"What are you doing the line for ?" m'a demandé à 15 h 06 cet après-midi une touriste américaine…
Faisions-nous la queue pour visiter un monument insolite ? Nous recueillir sur la tombe d'un mort prestigieux ?
Non.
Si nous étions trente à patienter dans une file délimitée élégamment par un cordon rouge, c'était "uniquement" pour rentrer chez ERES, le temple du maillot de bain branché.
"It's a very fashionable brand of swim-suites" ai-je expliqué à la dame très perplexe.
Après trente minutes, le portier m'ayant ouvert la porte, j'ai pu pénétrer… dans la ruche !
Au premier étage, des Parisiennes de tous âges (certaines avec leur maman venues - les veinardes - signer le chèque) s'affairaient autour d'une petite dizaine de présentoirs classés par taille.
- Je pense qu'il vous faudrait la taille au-dessus, si ça vous serre…
- Un 42 ? Aaaah, mais vous n'y pensez pas ! a rétorqué la quinquagénaire perchée sur ses espadrilles à talons en satin vert enrubannée d'un une-pièce sans bretelles. Et d'essayer dans la foulée le "petit" paréo qui cachait son ventre comprimé.
- C'est pâââââs mal comme çâââââ. Non ?
Après une seconde queue de 15 minutes, celle-ci pour l'essayage, une vendeuse souriante m'a fait rentrer dans une cabine.
- Vous êtes deux, m'a-t-elle précisé diplomatiquement.
La dernière fois, on était 3, ai-je pensé, donc c'était plutôt une bonne nouvelle.
J'ai donc partagé mon intimité avec plusieurs clientes, visiblement convaincues que les réductions sur les maillots justifiaient - au moins en partie - cet exhibitionnisme forcé. Mais pas au point de dire "bonjour" à la nouvelle arrivante !
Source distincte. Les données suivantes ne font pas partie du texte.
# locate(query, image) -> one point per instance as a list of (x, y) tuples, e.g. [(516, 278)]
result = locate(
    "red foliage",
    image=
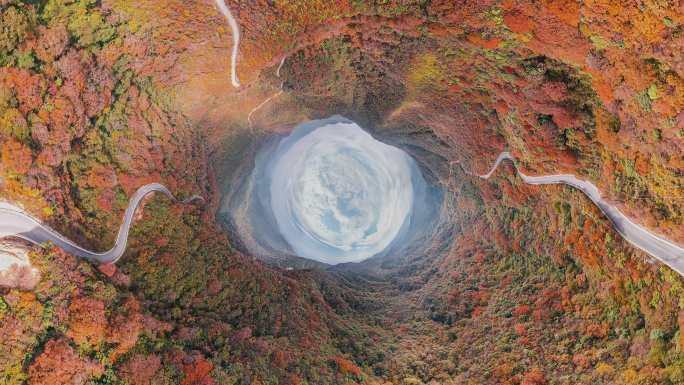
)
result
[(347, 367), (140, 369), (534, 377), (59, 364), (197, 372)]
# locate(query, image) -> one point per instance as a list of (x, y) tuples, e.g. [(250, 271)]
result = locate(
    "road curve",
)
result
[(662, 249), (15, 222), (221, 4)]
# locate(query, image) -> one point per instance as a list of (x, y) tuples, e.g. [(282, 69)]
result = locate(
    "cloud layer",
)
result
[(328, 192)]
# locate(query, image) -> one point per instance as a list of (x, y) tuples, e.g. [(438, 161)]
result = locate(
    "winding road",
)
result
[(221, 4), (662, 249), (15, 222)]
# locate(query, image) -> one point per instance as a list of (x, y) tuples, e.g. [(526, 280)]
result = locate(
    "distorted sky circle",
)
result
[(337, 194)]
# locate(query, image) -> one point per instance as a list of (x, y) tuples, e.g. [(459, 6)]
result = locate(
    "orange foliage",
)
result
[(347, 367)]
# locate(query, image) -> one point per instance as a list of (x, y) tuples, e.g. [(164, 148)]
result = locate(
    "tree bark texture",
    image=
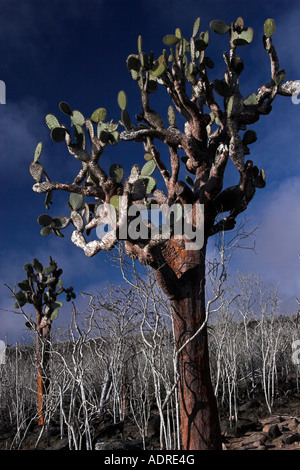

J'ai essayé dix maillots. 5 en 40. 5 en 42.
La vendeuse - étonnamment calme et disponible en ce jour fourmillant - m'a conseillée, ne négligeant pas au passage les compliments.
- Qu'est-ce qu'ils vous vont bien, m'a lancé une fille aux seins nus, qui essayait hors cabine son 15ème soutien-gorge.
- Vous devriez prendre les deux, a conseillé une autre.
Je suis donc ressortie avec 4 maillots en main. Deux à ma taille dont le modèle ne me convainquait pas tout à fait, et deux autres dont j'adorais la coupe mais qui étaient un peu justes. Comment choisir, alors ?
Accessoirement, j'ai demandé à une vendeuse combien 40% de réduction sur 235 euros faisait au final ?
- Entre 150 et 158 euros.
J'ai - vieux réflexe de quadragénaire - converti la somme en francs. 1000 francs, pour un maillot qui tout bien considéré ne m'avait pas valu de coup de cœur…
Je suis repartie les mains vides. Quasi honteuse devant le portier muet de ne pas sortir comme tout le monde avec mon petit sac en papier blanc marqué ERES. Mais si fière, au fond, de ne pas avoir cédé aux sirènes du consumérisme branché !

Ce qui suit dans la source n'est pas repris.